# Maya wanted a desk



## Don Ratcliff (Jan 3, 2021)

Maya started a job working from home as a loan officer and said she wanted a big desk with shelves do I bought sapele and got started.

Reactions: Like 4 | EyeCandy! 2 | Way Cool 9


----------



## Nature Man (Jan 4, 2021)

Looks extremely beefy! Can hold a LOT of loan documents! Sepele is so nice! Chuck

Reactions: Thank You! 1


----------



## T. Ben (Jan 4, 2021)

Awesome desk,lots of work space there.

Reactions: Thank You! 1


----------



## GS-76 (Jan 4, 2021)

Nice job. What finish did you go with ?

Reactions: Thank You! 1


----------



## Don Ratcliff (Jan 4, 2021)

Gary Schuler said:


> Nice job. What finish did you go with ?


Poly


----------



## Wildthings (Jan 4, 2021)

Well Hi Don. Glad to see you are still going strong!

Reactions: Thank You! 1


----------



## DLJeffs (Jan 4, 2021)

Cat tested and approved! Beautiful piece of furniture. In that second photo, it looks like you used some sort of cross key to join some planks? Could you elaborate on that a little please? I can't see those joints in the finished desk.


----------



## barry richardson (Jan 4, 2021)

Cool project Don, do you have a drum sander now? or did you get the tops already glued up?


----------



## Don Ratcliff (Jan 4, 2021)

DLJeffs said:


> Cat tested and approved! Beautiful piece of furniture. In that second photo, it looks like you used some sort of cross key to join some planks? Could you elaborate on that a little please? I can't see those joints in the finished desk.


The shelf under the return is where I used that joint. I didn't want any end grain showing on it.


----------



## Don Ratcliff (Jan 4, 2021)

barry richardson said:


> Cool project Don, do you have a drum sander now? or did you get the tops already glued up?


I did get a drum sander, makes life much easier. I also got a biscuit jointer so the tops have a biscuit every 6" I cheated to the top side and the bottom side has the interlocking inserts (blue lighter used for scale per the @Kenbo code)

Reactions: Like 1


----------



## woodtickgreg (Jan 4, 2021)

I hve a couple of cats that have to be involved in everything I do as well. Lol.


----------



## Don Ratcliff (Jan 4, 2021)

woodtickgreg said:


> I hve a couple of cats that haveI to be involved in everything I do as well. Lol.

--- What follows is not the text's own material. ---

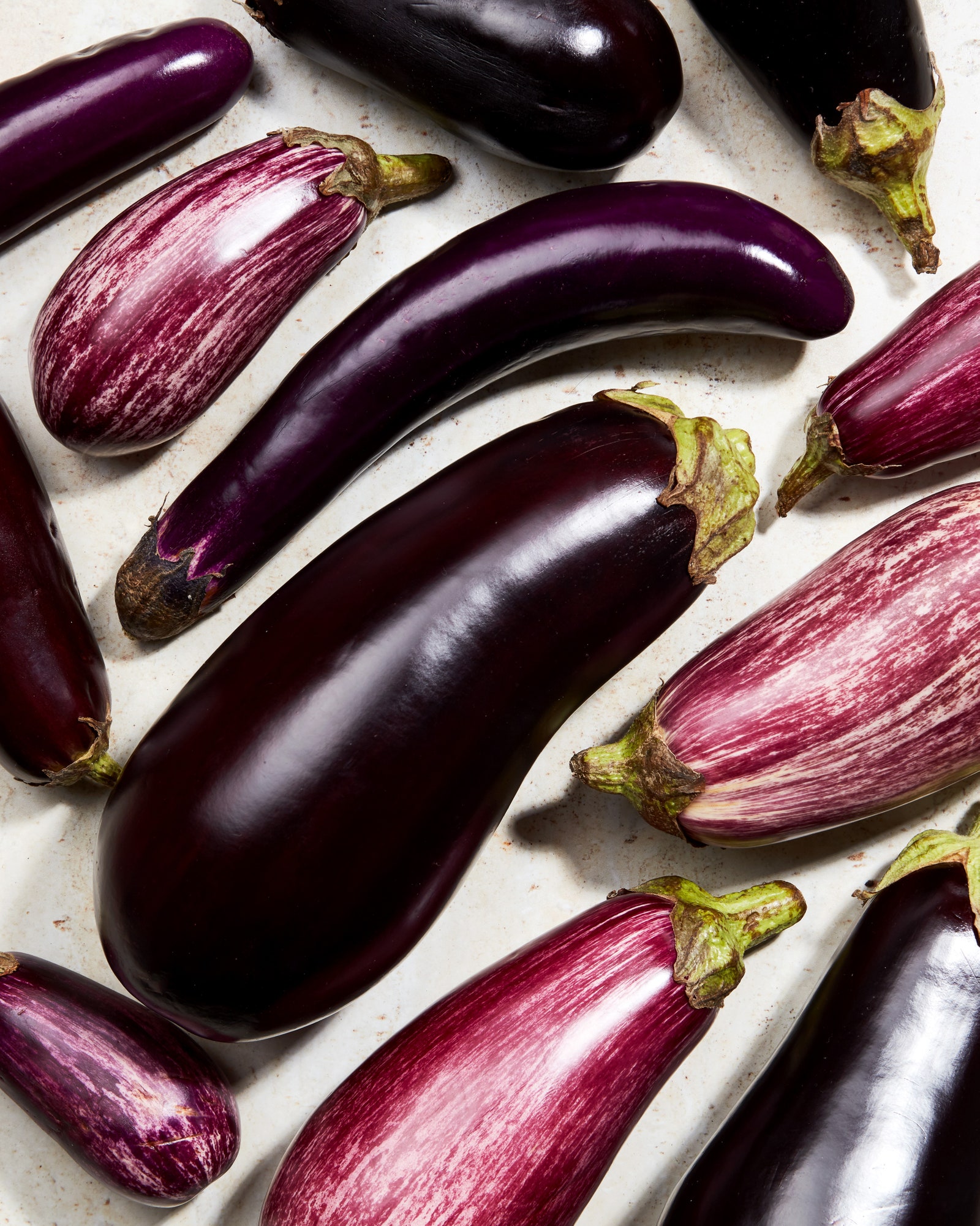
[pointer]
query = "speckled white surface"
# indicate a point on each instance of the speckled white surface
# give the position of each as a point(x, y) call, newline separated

We just have the one and he thinks I built a catwalk for him to look out of the window. Maya gets back from the ML today and tomorrow will be setting up her workstation, boy is that going to be a cat fight...

Reactions: Funny 4


----------



## Kenbo (Jan 5, 2021)

Looks great. She's gonna love that. Well done sir.

Reactions: Thank You! 1


----------